Monday 24 December 2012

手塚治虫のブッダ 赤い砂漠よ!美しく/ Osamu Tezuka’s Buddha: The Red Desert! Beautiful / Buddha: The Great Departure


Tekuka, so often called the ‘God of Manga’, never really paid much attention to the original stories he was adapting. When it came to Metropolis, for example, he simply riffed off the impression he got when seeing the poster for the film. When it comes to the life story of the key figure of one of the most significant religions that make up the melting pot of Japanese syncretic faith, one might expect a little more reverence. And reverence there is, even though this account is highly fictionalised – what Tezuka opted to do was to create an original story about the Indian caste system and run it in parallel to the early life of Siddhartha Gautama, providing action and drama to complement the biographical story and bringing the main characters of each strand together as prominent figures in a key battle. Unlike most accounts of the life of Buddha, Tezuka opts to not to take an abstract, historically isolated view of the young prince, in which he is kept in his palace and sheltered until as a young adult he goes out into the world and sees the hardships there, leading to his becoming a mendicant, here he is shown training in martial arts, participating in battle and being exposed at an early age to death, poverty and, as a result, compassion – but being too young to do anything about it. This nuanced version could be argued as bringing a sense of realism and thus maturity, or as being more juvenile because it allows for typical shounen elements like battles, swordplay training, melodrama and cackling battle-freak antagonists, which is an interesting microcosm of the general reputation Tezuka maintains.

The manga ran from 1972 to 1983, and this adaptation contained perhaps the first third of the story, which tallies with reports that there will be a further two parts of this 2011 animation, though it having cost a billion yen to make this one and the result being…not exactly spectacular may throw a wrench into those plans. There is a lot of appeal to the production here, and it’s clear a lot has been spent, but, well, even for a Toei movie it doesn’t exactly look superb.
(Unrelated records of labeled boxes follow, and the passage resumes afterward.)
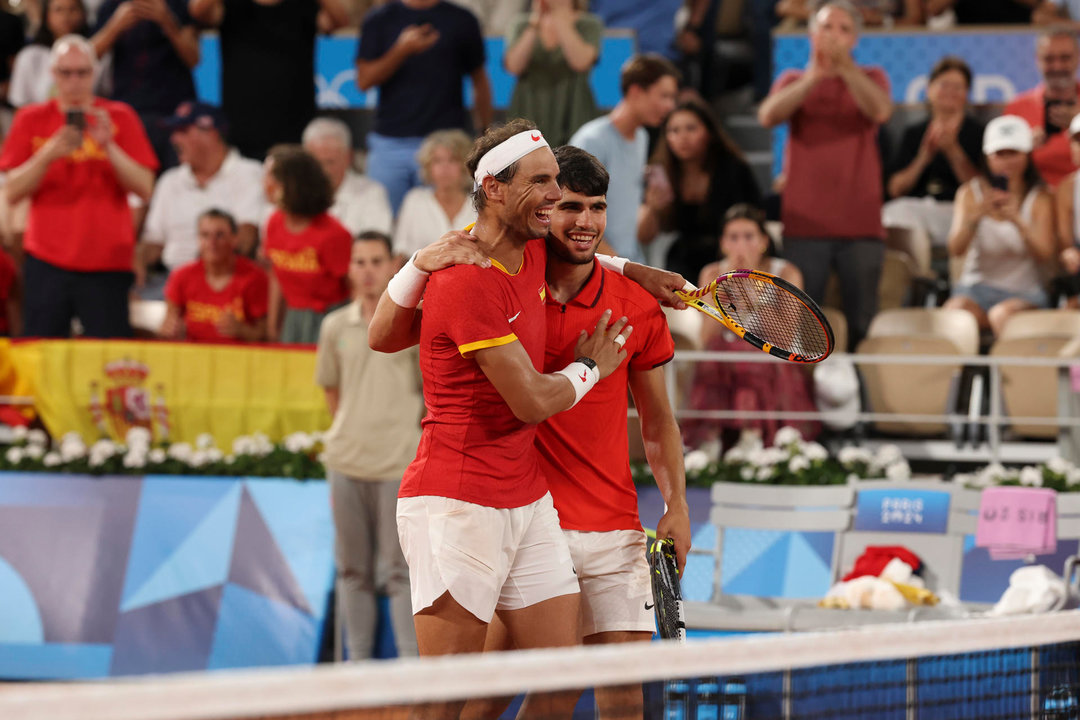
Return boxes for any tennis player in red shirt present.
[368,120,632,718]
[161,208,269,342]
[463,146,690,719]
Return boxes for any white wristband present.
[387,254,431,308]
[555,361,600,409]
[596,254,630,275]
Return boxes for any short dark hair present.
[555,145,610,198]
[930,55,971,90]
[465,118,537,213]
[352,230,394,256]
[30,0,90,47]
[619,53,683,95]
[199,207,240,234]
[267,145,334,218]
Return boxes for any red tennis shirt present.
[399,240,548,507]
[537,262,675,531]
[165,257,269,342]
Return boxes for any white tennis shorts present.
[563,530,656,636]
[397,493,578,623]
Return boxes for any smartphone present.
[1042,99,1066,137]
[65,108,86,130]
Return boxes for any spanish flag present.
[0,340,330,448]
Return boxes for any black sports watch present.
[573,355,596,370]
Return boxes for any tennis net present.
[0,610,1080,720]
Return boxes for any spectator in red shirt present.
[0,36,158,338]
[1004,28,1080,188]
[261,146,352,343]
[161,208,269,342]
[0,250,23,338]
[757,0,892,348]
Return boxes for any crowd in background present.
[0,0,1080,451]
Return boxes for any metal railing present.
[652,350,1080,461]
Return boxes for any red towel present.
[842,545,922,582]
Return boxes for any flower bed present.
[0,427,325,479]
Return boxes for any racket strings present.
[715,276,829,357]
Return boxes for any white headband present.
[473,130,550,188]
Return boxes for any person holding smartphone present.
[0,35,158,338]
[945,116,1057,337]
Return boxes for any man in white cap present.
[368,115,632,718]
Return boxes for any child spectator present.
[161,208,269,342]
[8,0,90,108]
[684,204,821,447]
[394,130,476,257]
[945,116,1057,336]
[0,250,23,338]
[637,99,761,277]
[261,146,352,343]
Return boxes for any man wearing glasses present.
[0,36,158,338]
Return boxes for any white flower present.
[724,445,746,465]
[683,450,708,473]
[885,460,912,483]
[284,433,314,452]
[772,425,802,448]
[1020,465,1042,488]
[124,448,147,468]
[60,436,86,462]
[167,443,194,464]
[124,426,153,448]
[799,443,828,462]
[232,435,255,456]
[1047,457,1072,475]
[836,445,874,467]
[787,456,810,473]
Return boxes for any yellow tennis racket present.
[678,270,835,363]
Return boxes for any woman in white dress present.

The aesthetic finds an uneasy medium between slick new-millennium character design and Tezuka’s charming caricature style – though it seems the Buddha manga was even more restrained than Black Jack in terms of characters with exaggerated features, reflecting the historical background and reverence due – ultimately ending up with a style that looks slightly retro but mostly a bit generic. The major characters also stick out from the background cast as over-attractive and pale in a rather jarring way – and not just the sheltered prince. There’s a notable lack of that charming, somewhat babyish Tezuka humour I’m certain was in the manga.

Shortly before Siddhartha is born, a lower-caste urchin called Chapra transcends his station in life by aborting an assassination plot at the last moment and instead saving its target’s life, for which he is adopted and raised as noble. Meanwhile, the young Buddha is born and raised in a martial tradition. Sneaking out of the palace, he falls in love with a girl named Migaila, but when the possibility of a relationship reaches his father, she is flogged and has her eyes put out, while he is given an appropriate bride. At first a rather wet child, not apparently divine other than the Lion King-esque gathering of animals for his birth, Siddhartha becomes a warrior, and when his father’s army must clash with that of the rival kingdom of Kosala, headed by Chapra, the two meet – if only for a fraction of a second, where Chapra, poisoned by an arrow, falls just short of killing the prince. Chapra survives thanks the intervention of his magical friend – a small, seemingly eternally young boy named Tatta who can possess animals in the strangest supernatural element of the film – but ultimately the caste system will once again prove its inequalities cannot be held at bay forever.

Though I enjoyed this, liked the unique spin on the traditional story and found the art appealing overall, it fell well short of really wowing me, and structurally was a mess. It may have worked in an ongoing manga paced this way, but in a feature film it was confusing and uneven, resulting in batches of boredom. The voice cast was also odd, for while I’m sure no expense was spared, Toei seem to have decided to bring in a large chunk of the cast of Naruto, including many of the most distinctive seiyuu: Takeuchi Junko (Naruto himself) is the young Capra, while Tatte is Konohamaru (also Pikachu and Chopper). Temari (Paku Romi, in female mode) plays Tatta’s sister, while the slug Katsuya shows up as Siddhartha’s child bride and Hinata goes a little against type as Migaila. Hinata’s seiyuu, Mizuki Nana, was also Collette in Tales of Symphonia, and is joined by Orikasa Ai as the young Siddhartha, who played Genis – as well as the boy in the third One Piece movie and Quatre in Gundam Wing. While there’s much to say for an all-star cast, this one was just too full of distinctive shounen voices – which got distracting.

Overall, well worth seeing, and I want to see more, but this could and should have been a whole lot better.